Sex and Profanity on TV
In television the dominant point of view prevailed and influenced the nation. As long as most Americans were unwilling to redress intolerance, attitudes of social and economic justice for oppressed racial groups rarely entered the nation's video culture. If audiences kept violent series popular, then no amount of governmental regulation, short of outright censorship, would keep shootings, fistfights, and other forms of mayhem off the TV screen. The same was true for sex and profanity.
Sold to sponsors as a family medium, TV usually handled problems of language, dress, and body in terms suited to "family viewing." However, in the early 1950s the plunging necklines of female performers such as Dagmar on
Broadway Open House and Faye Emerson on her own CBS show, as well as Roberta Quinlan, Lena Horne, and Dinah Shore, triggered considerable controversy. A Cleveland councilman was so perturbed by what he saw on television in 1951 that he urged the city council to pass a resolution asking the networks to stop plunging necklines. Others in Cleveland charged that "plunging necklines replace talent," that such imagery "tempts incompetent people seeking publicity" and that it "puts a negative value on the nice, clean cotton-housedress type girl.
That these female performers were wearing fashionable evening gowns acceptable in most social circumstances made no difference to the Chicago woman who assailed the plunging neckline as "one of the most horrible eyesores of television, and it corrupts the minds of teenagers, the future citizens of America." To protect its reputation, the DuMont network in 1950 maintained bouquets of flowers for those emergency situations when a female star or guest arrived at the studio with too much cleavage exposed. In such cases the network ordered the woman to use one of the bouquets as a corsage to cover her overly-exposed bosom.
While sexual imagery may have been tolerated in motion picture theaters, TV entered the privacy of the home, where it could confront unsuspecting viewers. Moreover, video programs could not always be supervised by parents concerned about their children's sensibilities. Because the ultimate goal of TV programs was to sell commercial products, few advertisers were willing to spend large sums of money underwriting shows that might offend large numbers of viewers.
There were other moral confrontations. When Arthur Godfrey in 1950 uttered the words "damn" and "hell" on one of his live national programs, he was roundly criticized by viewers, affiliate stations, and CBS officials. Popular songs with "questionable" lyrics—from Lena Horne's recording of "I Love to Love," to "Go to Sleep, Go to Sleep, Go to Sleep" by Arthur Godfrey and Mary Martin, and "The Song of the Sewer" by Art Carney—were banned from network TV even though Horne recorded for RCA and the Godfrey/Martin and Carney discs were recorded by a CBS company, Columbia Records. Even local productions encountered problems.

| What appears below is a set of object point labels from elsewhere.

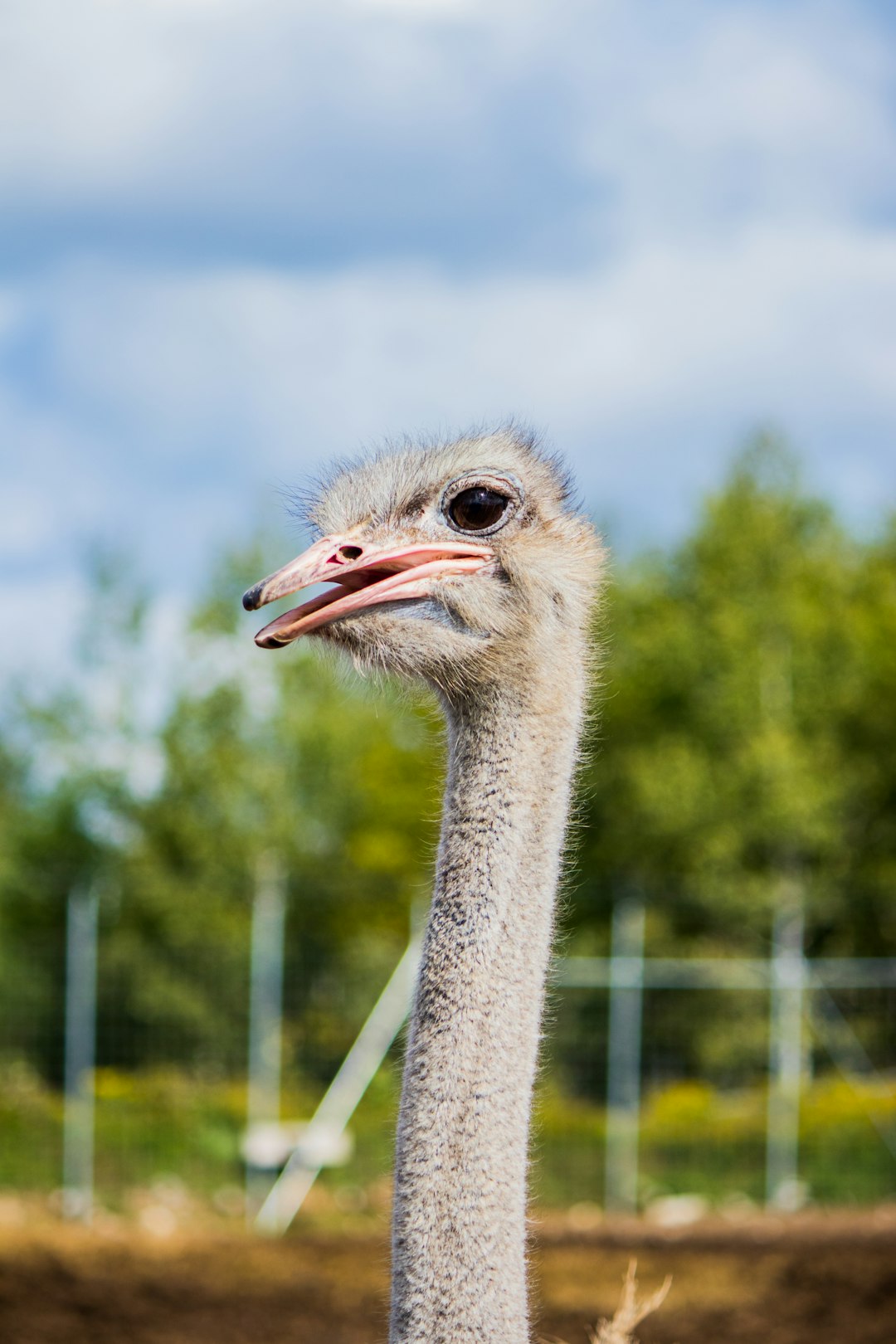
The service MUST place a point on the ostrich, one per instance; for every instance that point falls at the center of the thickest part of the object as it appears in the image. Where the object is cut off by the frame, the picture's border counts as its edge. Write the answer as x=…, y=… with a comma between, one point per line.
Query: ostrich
x=465, y=565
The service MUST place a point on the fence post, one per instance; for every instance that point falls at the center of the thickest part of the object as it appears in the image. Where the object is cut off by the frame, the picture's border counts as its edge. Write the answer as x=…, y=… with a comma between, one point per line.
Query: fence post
x=265, y=1012
x=80, y=1046
x=785, y=1059
x=340, y=1099
x=624, y=1058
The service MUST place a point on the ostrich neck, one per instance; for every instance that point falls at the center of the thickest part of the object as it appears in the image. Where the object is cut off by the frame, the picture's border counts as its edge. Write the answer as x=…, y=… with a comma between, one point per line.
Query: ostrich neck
x=458, y=1235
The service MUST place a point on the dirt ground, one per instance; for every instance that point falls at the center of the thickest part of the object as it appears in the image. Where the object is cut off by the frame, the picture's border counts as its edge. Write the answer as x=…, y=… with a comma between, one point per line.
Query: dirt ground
x=811, y=1278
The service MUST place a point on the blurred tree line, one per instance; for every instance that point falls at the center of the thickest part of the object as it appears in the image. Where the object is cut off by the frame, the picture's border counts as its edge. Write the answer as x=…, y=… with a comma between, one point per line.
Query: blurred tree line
x=744, y=745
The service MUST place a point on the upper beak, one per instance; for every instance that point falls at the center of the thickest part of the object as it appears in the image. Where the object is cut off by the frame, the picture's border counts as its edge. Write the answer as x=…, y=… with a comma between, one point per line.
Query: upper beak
x=366, y=576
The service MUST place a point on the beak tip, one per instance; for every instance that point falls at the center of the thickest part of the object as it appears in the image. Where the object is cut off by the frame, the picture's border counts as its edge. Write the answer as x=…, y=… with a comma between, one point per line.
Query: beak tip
x=269, y=641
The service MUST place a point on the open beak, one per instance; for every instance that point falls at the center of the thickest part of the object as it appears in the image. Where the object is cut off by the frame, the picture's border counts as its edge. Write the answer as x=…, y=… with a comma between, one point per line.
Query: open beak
x=364, y=576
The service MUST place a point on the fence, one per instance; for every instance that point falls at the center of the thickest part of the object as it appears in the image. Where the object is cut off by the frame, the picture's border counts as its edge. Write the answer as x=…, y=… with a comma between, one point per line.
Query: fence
x=282, y=1161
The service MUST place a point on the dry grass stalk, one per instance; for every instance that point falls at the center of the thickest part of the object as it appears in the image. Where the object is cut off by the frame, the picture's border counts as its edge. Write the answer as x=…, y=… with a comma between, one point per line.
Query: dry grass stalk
x=629, y=1312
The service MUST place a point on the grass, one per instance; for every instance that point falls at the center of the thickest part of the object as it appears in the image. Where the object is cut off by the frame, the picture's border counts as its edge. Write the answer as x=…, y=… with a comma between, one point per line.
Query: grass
x=171, y=1125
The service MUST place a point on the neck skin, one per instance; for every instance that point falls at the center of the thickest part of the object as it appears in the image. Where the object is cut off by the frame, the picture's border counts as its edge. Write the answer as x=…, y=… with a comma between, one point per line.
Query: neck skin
x=458, y=1227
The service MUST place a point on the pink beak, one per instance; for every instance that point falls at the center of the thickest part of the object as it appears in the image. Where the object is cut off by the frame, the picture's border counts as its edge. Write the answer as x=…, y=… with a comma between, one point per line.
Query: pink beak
x=364, y=576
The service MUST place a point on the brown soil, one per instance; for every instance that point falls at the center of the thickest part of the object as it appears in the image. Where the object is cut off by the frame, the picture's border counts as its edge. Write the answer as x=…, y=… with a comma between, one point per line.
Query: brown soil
x=811, y=1280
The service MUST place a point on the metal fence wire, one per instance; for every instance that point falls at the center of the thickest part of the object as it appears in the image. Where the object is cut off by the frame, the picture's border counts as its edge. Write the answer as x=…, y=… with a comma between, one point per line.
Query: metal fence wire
x=798, y=1101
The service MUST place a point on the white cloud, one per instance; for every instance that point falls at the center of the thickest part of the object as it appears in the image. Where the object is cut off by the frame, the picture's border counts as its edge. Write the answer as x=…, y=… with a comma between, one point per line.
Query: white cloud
x=448, y=130
x=261, y=234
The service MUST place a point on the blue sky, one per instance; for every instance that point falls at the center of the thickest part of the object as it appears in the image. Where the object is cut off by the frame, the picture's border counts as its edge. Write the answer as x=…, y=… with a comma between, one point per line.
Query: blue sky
x=236, y=238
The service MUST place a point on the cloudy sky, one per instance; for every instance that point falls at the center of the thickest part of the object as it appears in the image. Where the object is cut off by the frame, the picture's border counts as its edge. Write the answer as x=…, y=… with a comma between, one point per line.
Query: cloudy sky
x=241, y=236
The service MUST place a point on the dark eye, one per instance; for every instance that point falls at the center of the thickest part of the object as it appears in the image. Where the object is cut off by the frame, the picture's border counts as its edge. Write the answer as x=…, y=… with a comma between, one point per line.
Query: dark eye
x=477, y=509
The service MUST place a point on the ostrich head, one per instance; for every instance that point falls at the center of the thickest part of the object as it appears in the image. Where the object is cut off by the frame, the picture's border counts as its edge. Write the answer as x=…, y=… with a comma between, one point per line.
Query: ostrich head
x=450, y=562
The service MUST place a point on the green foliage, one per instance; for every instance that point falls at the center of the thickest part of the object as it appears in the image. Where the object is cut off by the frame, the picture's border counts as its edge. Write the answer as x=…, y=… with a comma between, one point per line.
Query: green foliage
x=746, y=745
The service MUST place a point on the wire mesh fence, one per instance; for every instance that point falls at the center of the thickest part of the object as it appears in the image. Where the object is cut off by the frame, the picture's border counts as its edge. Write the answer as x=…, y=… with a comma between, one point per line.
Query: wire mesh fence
x=791, y=1097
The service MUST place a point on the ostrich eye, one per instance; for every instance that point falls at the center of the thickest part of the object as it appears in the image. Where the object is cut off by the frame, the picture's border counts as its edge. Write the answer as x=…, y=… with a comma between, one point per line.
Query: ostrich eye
x=477, y=509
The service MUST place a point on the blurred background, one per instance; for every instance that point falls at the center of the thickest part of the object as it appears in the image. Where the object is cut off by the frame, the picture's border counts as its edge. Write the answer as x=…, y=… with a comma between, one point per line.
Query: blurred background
x=240, y=240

When Houston station KPRC-TV in 1951 prepared a bedding commercial that would depict a husband and wife in a double bed, public criticism prompted the station to cancel the spot before it was ever aired.
As a mass medium that assaulted the values of individuals and groups, TV invited a wide range of criticism and censorship. In 1952 ABC censors previewed 6,750 films and rejected 186 as unsuitable for broadcasting because of "violence, sacrilege, children's standards, or characters prejudicial to minority groups." Outrage from local Roman Catholics prompted WGN-TV in late 1956 to cancel a showing of
Luther, a motion-picture biography of the catalyst for the Protestant Reformation and founder of the Lutheran religion. The networks were consistently attacked by interest groups—such as businessmen, intellectuals, and other professionals; racial and religious minorities; those opposing the sale of alcohol, the mistreatment of animals, and the like—that were concerned with the way they or their interests were depicted on TV.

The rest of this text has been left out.